Search code examples
google-cloud-composerairflowgcp-ai-platform-training

cleaning past ai platform model version with airflow


I am using airflow to schedule the training of a model version in gcloud AI platform I managed to schedule the training of the model, the creation of the version, then I set this last version as the default using this DAG:

with DAG('ml_pipeline', schedule_interval=None, default_args=default_args) as dag:


    uuid = str(uuid4())
    training_op = MLEngineTrainingOperator(
        task_id='submit_job_for_training',
        project_id=PROJECT_ID,
        job_id='training_{}'.format(uuid),
        # package_uris=TRAINER_BIN,
        package_uris=[os.path.join(TRAINER_BIN)],
        training_python_module=TRAINER_MODULE,
        runtime_version=RUNTIME_VERSION,
        region='us-central1',
        training_args=[
            '--base-dir={}'.format(BASE_DIR)
        ],
        python_version='3.5')

    create_version_op = MLEngineVersionOperator(
          task_id='create_version',
          project_id=PROJECT_ID,
          model_name=MODEL_NAME,
          version={
              'name': version_name,
              'deploymentUri': export_uri,
              'runtimeVersion': RUNTIME_VERSION,
              'pythonVersion': '3.5',
              'framework': 'SCIKIT_LEARN',
          },
          operation='create')

    set_version_default_op = MLEngineVersionOperator(
          task_id='set_version_as_default',
          project_id=PROJECT_ID,
          model_name=MODEL_NAME,
          version={'name': version_name},
          operation='set_default')
    training_op >> create_version_op >> set_version_default_op

I would like to clean the previous version of the model in this dag. I think I should use the "list" and "delete" operation of the MLEngineVersionOperator using something like this:

    list_model_versions = MLEngineVersionOperator(
        task_id="list_versions",
        project_id=PROJECT_ID,
        model_name=MODEL_NAME,
        operation="list",
    )

    delete_other_version = MLEngineVersionOperator(
        task_id="delete_precedent_version",
        project_id=PROJECT_ID,
        model_name=MODEL_NAME,
        operation="delete",
        version={'name': some_name}
    )

I read about using Xcom to use the result of the list operator in the delete but I could not figure out how to do this.

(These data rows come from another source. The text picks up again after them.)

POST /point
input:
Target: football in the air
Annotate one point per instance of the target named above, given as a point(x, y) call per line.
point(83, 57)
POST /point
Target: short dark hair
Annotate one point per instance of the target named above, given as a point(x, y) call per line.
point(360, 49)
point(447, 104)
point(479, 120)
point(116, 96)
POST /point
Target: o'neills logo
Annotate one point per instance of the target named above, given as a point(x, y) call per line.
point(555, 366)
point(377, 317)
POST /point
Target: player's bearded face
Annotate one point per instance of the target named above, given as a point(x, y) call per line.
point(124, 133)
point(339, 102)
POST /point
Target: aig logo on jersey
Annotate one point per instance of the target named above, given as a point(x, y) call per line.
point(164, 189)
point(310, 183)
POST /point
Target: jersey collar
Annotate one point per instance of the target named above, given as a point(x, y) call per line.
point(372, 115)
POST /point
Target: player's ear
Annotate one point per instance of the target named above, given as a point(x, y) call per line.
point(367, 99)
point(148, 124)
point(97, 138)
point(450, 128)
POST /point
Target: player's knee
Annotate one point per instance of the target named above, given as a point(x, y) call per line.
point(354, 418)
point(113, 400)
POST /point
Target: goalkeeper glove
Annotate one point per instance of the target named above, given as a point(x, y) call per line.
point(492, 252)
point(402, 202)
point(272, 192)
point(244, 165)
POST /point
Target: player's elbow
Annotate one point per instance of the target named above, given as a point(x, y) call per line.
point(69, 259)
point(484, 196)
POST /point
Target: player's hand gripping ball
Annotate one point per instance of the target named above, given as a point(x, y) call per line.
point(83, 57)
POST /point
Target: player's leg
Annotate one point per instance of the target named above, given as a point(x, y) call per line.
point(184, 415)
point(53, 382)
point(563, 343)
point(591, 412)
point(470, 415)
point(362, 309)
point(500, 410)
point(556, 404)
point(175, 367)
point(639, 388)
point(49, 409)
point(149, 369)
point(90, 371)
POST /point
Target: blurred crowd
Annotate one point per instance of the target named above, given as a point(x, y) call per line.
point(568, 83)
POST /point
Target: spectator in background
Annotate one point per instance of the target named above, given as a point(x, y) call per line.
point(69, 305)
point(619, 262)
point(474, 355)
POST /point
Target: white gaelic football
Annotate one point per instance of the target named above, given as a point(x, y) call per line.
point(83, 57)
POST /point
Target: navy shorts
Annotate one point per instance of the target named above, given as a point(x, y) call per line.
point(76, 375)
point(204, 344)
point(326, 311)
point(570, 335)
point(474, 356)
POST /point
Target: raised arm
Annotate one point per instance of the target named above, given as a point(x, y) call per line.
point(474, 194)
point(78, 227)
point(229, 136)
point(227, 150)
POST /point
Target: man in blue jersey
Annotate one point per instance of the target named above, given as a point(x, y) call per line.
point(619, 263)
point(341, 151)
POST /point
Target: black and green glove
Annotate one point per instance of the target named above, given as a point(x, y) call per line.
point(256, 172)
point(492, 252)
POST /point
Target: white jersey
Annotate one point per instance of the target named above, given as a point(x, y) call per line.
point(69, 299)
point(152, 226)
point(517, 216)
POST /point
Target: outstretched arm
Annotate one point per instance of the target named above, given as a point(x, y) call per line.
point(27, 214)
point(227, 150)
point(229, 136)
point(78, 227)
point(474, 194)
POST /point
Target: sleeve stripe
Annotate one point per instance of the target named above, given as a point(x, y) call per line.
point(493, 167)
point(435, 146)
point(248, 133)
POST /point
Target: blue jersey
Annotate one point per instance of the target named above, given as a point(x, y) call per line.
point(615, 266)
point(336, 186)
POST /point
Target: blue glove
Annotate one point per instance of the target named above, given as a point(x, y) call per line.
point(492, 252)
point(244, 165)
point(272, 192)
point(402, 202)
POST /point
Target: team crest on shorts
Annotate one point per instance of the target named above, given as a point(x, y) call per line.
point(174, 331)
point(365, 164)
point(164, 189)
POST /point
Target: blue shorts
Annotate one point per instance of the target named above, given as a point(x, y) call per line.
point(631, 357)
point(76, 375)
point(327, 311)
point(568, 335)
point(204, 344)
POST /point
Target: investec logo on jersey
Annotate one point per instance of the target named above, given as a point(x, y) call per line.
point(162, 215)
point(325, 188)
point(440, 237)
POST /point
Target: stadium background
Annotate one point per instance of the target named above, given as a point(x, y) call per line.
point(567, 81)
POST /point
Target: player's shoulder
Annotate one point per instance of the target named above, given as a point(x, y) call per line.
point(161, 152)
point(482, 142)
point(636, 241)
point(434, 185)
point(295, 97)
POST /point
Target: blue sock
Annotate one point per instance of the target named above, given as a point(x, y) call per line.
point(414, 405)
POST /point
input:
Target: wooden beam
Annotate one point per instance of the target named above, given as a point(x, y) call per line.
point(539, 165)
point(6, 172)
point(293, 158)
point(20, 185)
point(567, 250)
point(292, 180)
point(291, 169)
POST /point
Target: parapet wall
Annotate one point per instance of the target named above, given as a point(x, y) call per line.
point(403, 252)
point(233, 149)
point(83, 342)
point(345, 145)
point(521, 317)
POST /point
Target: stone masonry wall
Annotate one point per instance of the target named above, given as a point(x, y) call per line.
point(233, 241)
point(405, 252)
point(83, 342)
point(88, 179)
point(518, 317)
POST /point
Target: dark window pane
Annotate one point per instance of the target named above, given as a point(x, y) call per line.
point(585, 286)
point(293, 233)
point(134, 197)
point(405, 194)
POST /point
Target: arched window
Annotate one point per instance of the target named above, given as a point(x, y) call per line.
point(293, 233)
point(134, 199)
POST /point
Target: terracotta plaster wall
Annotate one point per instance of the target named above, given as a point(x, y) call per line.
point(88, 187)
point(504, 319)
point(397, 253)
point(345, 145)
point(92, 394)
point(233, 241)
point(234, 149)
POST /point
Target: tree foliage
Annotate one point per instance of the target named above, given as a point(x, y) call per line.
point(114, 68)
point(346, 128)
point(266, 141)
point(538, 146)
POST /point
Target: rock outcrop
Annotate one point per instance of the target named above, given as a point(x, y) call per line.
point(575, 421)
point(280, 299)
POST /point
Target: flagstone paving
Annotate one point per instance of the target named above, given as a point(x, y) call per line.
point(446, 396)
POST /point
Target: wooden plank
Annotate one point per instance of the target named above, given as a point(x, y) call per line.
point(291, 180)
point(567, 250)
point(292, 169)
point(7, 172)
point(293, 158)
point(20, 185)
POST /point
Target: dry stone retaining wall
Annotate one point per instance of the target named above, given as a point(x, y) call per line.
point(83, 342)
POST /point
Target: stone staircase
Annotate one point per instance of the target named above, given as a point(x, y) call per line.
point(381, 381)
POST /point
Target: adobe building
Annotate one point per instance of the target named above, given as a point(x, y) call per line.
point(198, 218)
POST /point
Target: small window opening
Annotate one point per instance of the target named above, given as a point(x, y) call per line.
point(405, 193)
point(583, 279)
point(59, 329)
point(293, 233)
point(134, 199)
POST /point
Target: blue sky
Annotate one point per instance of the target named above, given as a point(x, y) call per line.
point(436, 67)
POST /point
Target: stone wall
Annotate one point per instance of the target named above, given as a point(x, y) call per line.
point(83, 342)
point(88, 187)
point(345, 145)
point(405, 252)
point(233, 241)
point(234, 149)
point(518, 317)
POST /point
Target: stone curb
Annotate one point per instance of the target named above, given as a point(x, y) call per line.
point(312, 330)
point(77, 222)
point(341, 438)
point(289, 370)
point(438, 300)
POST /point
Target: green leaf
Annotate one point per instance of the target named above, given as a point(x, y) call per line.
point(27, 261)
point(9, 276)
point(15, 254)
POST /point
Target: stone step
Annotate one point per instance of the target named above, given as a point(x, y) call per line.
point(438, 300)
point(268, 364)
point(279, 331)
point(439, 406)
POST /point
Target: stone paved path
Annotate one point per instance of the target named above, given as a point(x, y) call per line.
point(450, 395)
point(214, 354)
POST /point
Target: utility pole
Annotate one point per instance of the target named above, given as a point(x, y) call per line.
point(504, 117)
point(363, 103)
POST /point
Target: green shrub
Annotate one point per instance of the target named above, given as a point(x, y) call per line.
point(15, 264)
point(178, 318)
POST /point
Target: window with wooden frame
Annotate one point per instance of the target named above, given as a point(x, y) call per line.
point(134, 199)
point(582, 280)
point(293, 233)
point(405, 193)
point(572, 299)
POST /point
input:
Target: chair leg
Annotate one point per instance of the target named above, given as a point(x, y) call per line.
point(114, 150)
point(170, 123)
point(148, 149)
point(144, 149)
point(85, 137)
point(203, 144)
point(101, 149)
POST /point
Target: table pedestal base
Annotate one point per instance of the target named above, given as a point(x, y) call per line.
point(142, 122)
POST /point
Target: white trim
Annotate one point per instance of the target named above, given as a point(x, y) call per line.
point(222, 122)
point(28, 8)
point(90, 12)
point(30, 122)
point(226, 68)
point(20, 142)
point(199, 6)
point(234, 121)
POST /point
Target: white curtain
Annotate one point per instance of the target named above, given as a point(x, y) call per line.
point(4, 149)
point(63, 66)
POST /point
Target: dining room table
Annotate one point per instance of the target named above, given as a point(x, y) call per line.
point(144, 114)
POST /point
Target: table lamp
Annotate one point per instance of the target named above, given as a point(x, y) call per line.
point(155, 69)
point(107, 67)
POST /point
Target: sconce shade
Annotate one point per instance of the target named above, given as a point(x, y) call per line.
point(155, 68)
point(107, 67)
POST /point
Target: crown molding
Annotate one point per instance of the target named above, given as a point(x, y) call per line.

Any advice or solution on how to proceed would be most appreciated. Thanks!


Solution

  • You can use a templated property to pass the result of a previous operator using Xcom. For example:

    delete_other_version = MLEngineVersionOperator(
            task_id="delete_precedent_version",
            project_id="asimov-foundation",
            model_name="IrisPredictor",
            version_name="{{task_instance.xcom_pull(task_ids='my_previous_task')}}",
            operation="delete",
        )
    

    Where the value of version_name is using a Jinja template to use Xcom. Now, the result of the previous operator is a list of versions, so you would need to do additional processing before passing it the name of the version to delete.

    Here's an example of a PythonOperator that takes the list from the previous operator and obtains the number of the second most recent version deployed.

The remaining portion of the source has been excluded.